The Last Three Steps Of Six Step Journey Through Grief

Funeral Directors Hialeah Fl
Grief from death is something every one of us has to face in our life. Once we have journeyed through this, we emerge as strong individuals. Funeral directors in Hialeah, FL will tell you that there are six steps in this journey through grief; and once you have completed all of them, you will learn to look at life and yourself in a new way.

To start with, let’s first recap the first three steps. They are: acknowledging the death, embracing the pain of the loss, and remembering the departed loved one. Now, once you have successfully walked these three steps, here are the last three steps of this journey.

Fourth step: developing a new identity

The reason why we feel so lost and bewildered after the death of the nearest one is that we often derive our identity from the deceased person. Once they are gone, we know that our identity as wife/husband or children/parent is no longer there. And this identity loss leads to a sense of panic and fear and our inability to move away from the passing of the loved one. So, for the next step, you need to develop an identity of your own. Don’t define or restrict yourself by what society has always seen you as, because you are no longer that person. You need to start doing the jobs or take up responsibilities that were always done by the deceased person. It can be something as small as changing the light in the house or loading the dishwasher. Once you start doing that, you will find you have new confidence in yourself, and it will fuel the growth of new you.

Fifth step: Search for the meaning

The loss of a loved one often pushes us towards asking meaningful questions about our faith, life, and the universe in general. This becomes more poignant when the death is unexpected. Many turn to their religion and become spiritual to seek answers to their burning questions. You will often find yourself doubting your religious beliefs and even questioning your faith, and that is a normal response to a loss of a loved one. Take the help of your religious mentor or seek help in books that often help you to clear these doubts. You can also ask your funeral directors in Hialeah, FL for reading materials which they will be happy to share with you.

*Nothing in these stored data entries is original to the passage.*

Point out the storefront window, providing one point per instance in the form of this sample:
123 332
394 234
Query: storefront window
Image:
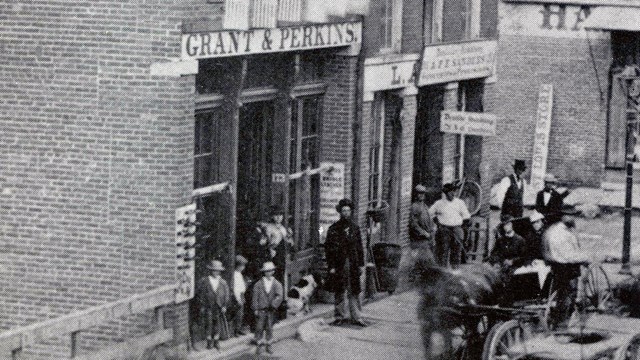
375 151
206 165
304 193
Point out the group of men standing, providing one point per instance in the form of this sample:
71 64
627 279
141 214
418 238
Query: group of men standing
448 216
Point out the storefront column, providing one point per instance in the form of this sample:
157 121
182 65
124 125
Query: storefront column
449 141
229 150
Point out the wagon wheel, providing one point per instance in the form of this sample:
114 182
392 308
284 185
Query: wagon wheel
504 336
630 350
596 291
472 338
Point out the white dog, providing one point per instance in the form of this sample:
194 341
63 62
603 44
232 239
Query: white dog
300 295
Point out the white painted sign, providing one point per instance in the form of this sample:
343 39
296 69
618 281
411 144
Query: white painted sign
547 20
541 140
185 240
455 62
331 192
385 73
468 123
259 41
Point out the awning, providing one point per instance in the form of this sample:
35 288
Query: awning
613 18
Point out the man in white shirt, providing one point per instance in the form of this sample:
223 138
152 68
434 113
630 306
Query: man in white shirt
449 215
562 252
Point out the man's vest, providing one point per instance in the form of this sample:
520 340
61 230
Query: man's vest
512 204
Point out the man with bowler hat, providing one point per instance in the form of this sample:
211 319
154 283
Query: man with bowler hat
420 224
449 215
212 293
345 259
513 188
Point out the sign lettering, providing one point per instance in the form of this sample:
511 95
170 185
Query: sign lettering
331 192
541 137
258 41
468 123
381 74
455 62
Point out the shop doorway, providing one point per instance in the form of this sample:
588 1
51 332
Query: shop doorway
255 161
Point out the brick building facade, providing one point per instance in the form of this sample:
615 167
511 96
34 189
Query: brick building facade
546 43
117 113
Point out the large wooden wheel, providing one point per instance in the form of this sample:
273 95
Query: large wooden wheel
596 288
506 338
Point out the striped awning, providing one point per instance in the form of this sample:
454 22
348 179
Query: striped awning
614 18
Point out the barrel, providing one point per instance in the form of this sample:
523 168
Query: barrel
387 259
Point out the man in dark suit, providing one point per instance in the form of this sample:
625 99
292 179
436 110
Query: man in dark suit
513 187
345 259
549 201
268 295
212 293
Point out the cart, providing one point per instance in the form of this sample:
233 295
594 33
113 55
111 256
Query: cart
492 332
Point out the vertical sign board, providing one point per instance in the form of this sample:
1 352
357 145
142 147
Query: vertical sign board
185 240
331 192
541 137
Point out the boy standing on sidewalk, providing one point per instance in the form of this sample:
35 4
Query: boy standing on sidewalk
267 298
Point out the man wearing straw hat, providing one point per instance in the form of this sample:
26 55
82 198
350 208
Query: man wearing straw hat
212 293
268 295
550 200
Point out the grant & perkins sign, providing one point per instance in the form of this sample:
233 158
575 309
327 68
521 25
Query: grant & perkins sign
260 41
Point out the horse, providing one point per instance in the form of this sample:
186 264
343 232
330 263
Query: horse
446 294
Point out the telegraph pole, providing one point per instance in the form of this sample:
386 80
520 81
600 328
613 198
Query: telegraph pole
629 81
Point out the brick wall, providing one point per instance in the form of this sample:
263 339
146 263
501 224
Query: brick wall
95 157
577 66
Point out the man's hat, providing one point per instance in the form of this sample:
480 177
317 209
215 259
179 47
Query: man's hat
276 210
241 260
215 265
506 218
535 216
420 189
519 164
344 202
448 187
268 266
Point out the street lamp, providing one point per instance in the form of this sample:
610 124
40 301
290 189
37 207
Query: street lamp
630 82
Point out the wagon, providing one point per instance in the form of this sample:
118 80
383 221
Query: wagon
499 331
592 335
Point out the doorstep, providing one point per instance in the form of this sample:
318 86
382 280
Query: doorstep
284 329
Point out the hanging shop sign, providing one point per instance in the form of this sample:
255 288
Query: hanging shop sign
468 123
455 62
390 73
331 192
259 41
541 137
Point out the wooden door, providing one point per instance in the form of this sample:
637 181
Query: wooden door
255 152
616 127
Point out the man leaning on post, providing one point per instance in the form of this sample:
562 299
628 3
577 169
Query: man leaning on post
345 259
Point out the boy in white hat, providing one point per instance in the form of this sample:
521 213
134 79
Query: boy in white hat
268 295
213 297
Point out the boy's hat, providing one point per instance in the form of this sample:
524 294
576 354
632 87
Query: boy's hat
276 210
241 260
268 266
215 265
535 216
519 164
448 187
420 189
550 178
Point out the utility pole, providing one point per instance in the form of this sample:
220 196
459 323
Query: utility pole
630 85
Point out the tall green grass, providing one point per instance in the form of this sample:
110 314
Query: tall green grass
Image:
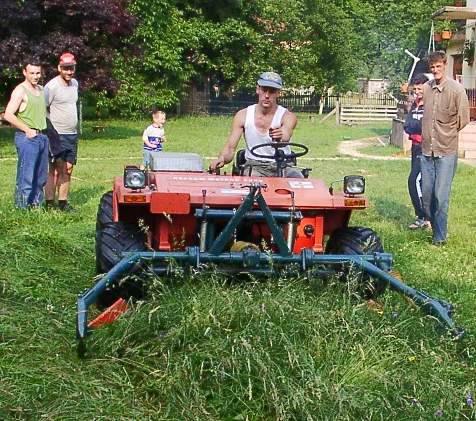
205 347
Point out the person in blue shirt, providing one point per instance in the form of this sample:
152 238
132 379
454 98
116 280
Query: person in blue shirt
154 136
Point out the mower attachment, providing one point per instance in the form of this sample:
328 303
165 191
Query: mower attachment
259 263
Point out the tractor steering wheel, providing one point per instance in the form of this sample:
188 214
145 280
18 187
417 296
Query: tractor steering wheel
280 156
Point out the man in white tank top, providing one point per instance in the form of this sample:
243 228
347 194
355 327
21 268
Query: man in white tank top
261 123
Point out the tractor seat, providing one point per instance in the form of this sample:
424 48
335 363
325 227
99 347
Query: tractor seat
176 161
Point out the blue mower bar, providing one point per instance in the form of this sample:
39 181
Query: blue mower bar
377 265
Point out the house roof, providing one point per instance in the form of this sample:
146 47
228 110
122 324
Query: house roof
455 13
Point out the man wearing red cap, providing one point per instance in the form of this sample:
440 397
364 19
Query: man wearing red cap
61 95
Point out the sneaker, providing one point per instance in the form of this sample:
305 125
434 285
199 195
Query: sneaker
67 208
418 223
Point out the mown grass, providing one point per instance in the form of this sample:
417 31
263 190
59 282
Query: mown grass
208 348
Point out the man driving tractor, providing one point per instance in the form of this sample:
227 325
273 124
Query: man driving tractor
265 126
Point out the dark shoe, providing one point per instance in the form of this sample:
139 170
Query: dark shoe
67 208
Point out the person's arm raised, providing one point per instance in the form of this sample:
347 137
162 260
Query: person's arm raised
285 132
12 107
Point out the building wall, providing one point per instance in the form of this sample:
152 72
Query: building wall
467 76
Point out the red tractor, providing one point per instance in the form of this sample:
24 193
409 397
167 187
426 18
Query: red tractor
178 212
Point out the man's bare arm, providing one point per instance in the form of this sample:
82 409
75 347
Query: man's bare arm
12 107
228 151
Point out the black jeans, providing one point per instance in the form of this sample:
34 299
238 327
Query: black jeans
414 182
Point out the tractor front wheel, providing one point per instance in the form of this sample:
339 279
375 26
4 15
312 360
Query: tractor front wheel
358 240
116 238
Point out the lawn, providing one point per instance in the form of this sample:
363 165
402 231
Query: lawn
202 348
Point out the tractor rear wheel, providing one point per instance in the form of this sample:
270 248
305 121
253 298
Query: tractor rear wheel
103 217
358 240
116 238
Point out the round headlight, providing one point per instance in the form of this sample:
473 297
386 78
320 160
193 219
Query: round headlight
134 179
354 184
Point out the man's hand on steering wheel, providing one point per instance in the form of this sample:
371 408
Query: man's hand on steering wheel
279 153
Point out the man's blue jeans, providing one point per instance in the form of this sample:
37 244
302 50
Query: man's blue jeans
32 169
436 177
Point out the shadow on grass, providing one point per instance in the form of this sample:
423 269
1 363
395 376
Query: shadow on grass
392 210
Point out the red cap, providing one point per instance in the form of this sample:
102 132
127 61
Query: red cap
67 59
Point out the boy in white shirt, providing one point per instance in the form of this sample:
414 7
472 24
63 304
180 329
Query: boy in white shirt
154 135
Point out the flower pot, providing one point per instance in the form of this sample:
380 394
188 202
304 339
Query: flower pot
446 34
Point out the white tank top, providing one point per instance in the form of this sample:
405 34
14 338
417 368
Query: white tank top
254 137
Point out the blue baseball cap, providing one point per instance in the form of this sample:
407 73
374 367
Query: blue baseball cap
271 79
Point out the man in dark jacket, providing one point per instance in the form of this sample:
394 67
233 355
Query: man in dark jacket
413 128
446 113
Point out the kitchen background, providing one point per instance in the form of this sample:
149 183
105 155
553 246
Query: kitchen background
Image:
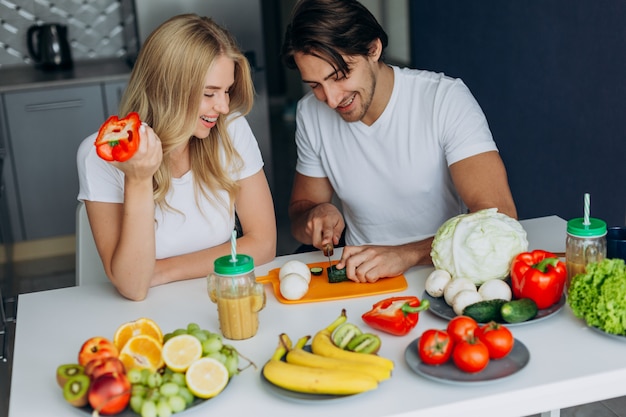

Sixth step: receive help from others

The last step of the journey is thinking back on who helped you in this journey. This is a journey that you can’t or shouldn’t do alone. Getting help from friends, family members and community members who have undergone similar situations will make this journey easier. Sadly, many of us fail at this step because society has conditioned us to believe that we should “carry on” with life once the funeral and death-related issues are done with. But true recovery takes time, and this step will need a support system. So, don’t give up getting help from others who have helped you so far, keep in touch with them and share your thoughts. Soon, you will find that you are guiding someone on their journey through grief.